せえだい(せいぜい)が、冬んさぶい(寒い)日とか、水仕事で使えるくらいどすか?」


「そうだよなぁ……」


 つい先日。北の村『ソーイ』で習得したスキル『暖房』……。


 最初は、この極寒の海を泳ぐのに、このスキルが役立つんじゃないかと、その辺の氷をハオカに解かしてもらって、『暖房』を使用した腕をその冷たい水に突っ込んでみたんだが……。


「まさか、『寒い』と『あったか~い』がせめぎ合って、二秒ごとに切り替わるとは……」


 あれは心臓に悪かった……。海で使ったら、たぶん普通に飛び込むよりも高い確率で心臓発作を起こしてたかもしれない……。

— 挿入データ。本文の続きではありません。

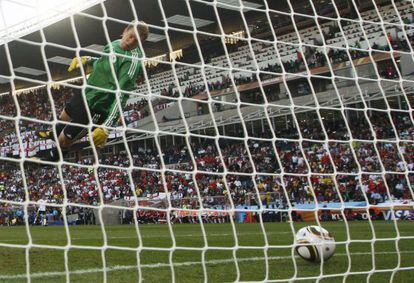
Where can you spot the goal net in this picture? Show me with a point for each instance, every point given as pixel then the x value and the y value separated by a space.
pixel 247 121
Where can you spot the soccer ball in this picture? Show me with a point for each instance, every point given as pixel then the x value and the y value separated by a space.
pixel 314 243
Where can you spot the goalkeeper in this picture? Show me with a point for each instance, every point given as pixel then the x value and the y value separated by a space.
pixel 103 106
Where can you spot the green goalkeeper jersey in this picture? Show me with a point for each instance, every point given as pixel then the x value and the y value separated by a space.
pixel 126 70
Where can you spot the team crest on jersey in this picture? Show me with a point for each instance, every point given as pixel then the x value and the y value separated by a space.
pixel 112 57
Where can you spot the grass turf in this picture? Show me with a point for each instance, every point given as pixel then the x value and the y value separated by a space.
pixel 85 265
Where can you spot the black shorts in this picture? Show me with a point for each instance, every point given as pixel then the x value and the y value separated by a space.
pixel 76 110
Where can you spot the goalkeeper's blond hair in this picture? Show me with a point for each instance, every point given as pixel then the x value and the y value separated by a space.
pixel 141 28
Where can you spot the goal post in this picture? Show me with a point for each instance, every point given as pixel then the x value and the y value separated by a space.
pixel 249 121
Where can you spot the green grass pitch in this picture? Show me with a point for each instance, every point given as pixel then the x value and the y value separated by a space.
pixel 121 257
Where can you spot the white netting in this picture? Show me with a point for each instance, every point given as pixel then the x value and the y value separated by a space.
pixel 245 111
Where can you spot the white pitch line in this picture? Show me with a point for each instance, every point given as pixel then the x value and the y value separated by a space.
pixel 162 265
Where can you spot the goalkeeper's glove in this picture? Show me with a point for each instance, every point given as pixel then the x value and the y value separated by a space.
pixel 99 136
pixel 74 64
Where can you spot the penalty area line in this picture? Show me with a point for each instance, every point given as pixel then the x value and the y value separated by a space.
pixel 162 265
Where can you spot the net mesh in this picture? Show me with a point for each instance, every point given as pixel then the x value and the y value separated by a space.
pixel 303 113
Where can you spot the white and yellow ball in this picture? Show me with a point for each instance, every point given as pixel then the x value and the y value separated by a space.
pixel 314 243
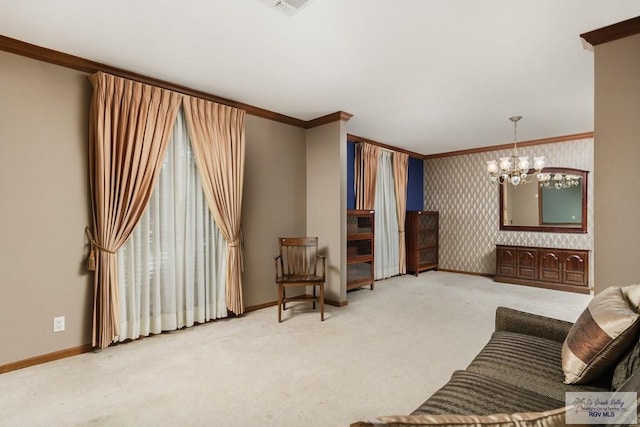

 そうこうしているうちに、手元のギルドカードに手ごたえが……。


「おっ。到着したかな?」


「あれ? 思ったより早かったね?」


「こら、ふたりがかりで踏んや甲斐がおましたか?」


 思ったよりも早い、『高架橋』の完成に、悠莉とハオカがクスクスと笑いながら立ち上がる。


「んじゃ、行くか?」


「うんっ」


「はいなっ」


『シローンッ』


 こうして、俺たちはようやく……。


「まずは俺が……。――うん、乗れる」


「あ、じゃあ、次あたしっ!」


「――あぁ、悠莉はん、ズルい」


 短い引きこも――休養期間を終えて、『マコス大陸』から飛び立つのであった。


 そして、それから数歩歩いたところで……。


「――あ、そう言えばさ?」


「ん、どうした?」


「シロちゃん、どうするの?」


 ――あぁ……。そう言えば、この『高架橋』。俺たち三人が歩くことを前提にしてたっけ?


「まあ、泳いで? 来るだろう?」


「そうなんどすか? ちょい、かくに………………ん?」


 最後尾のハオカが、俺の言葉を受けて後ろをふり返ったらしい。


「? どうしたの、ハオ……カ……」


 続けて、無言になってしまったハオカを気にした悠莉が……。


「?」


 ふたりして無言になってしまったので、俺もふり返る……。


『シロン?』


 ――いったい、どんなバランス感覚をしているのだろうか……。


 ふり返った先では、天帝城が見事なバランスを取りながら、プルプル――いや、ゴゴゴ……っと言った感じで、人の肩幅ほどの『高架橋』上に建っていた。


「――ふたりとも……」


 そしてそれを見てしまった瞬間から。


「……なぁに?」


「かなん予感がしますけど……。なんどすか?」


 俺にはビンビンと感じるモノがある。


 ――それは……つまり……。


「――走れっ!」


 さすがに城なんか、支えられるかっ! ってことですよっ!


 ◇◇◇◇◇◇◇◇◇◇◇◇◇◇◇


 ――あれから数時間……。


「はぁ……はぁ……」


「あ、あたし……。いまならオリンピック出られるわ……」


「足がパンパンどす……」


『シローン……』


 崩れ落ちていく『高架橋』のギルドカード。


 それに巻き込まれないようにと、命がけで走っていく俺たちと天帝城。


「――どうやって走ったんだよ……」


『シロっ?』


 こんなお約束なピンチを、俺たちはともかくとして。巨大な城がどうやって……。


 そんな疑問が、次から次へと浮かんでくるなか……。


「――あ、おじさん、町があるよ?」


「おぉ……。良かった……休憩しようぜ……」


「そうどすなぁ。ちびぃっと、皆でご休憩と参りまひょか?」


 ――俺たちは『ウズウィンド大陸』へと上陸したのだった……。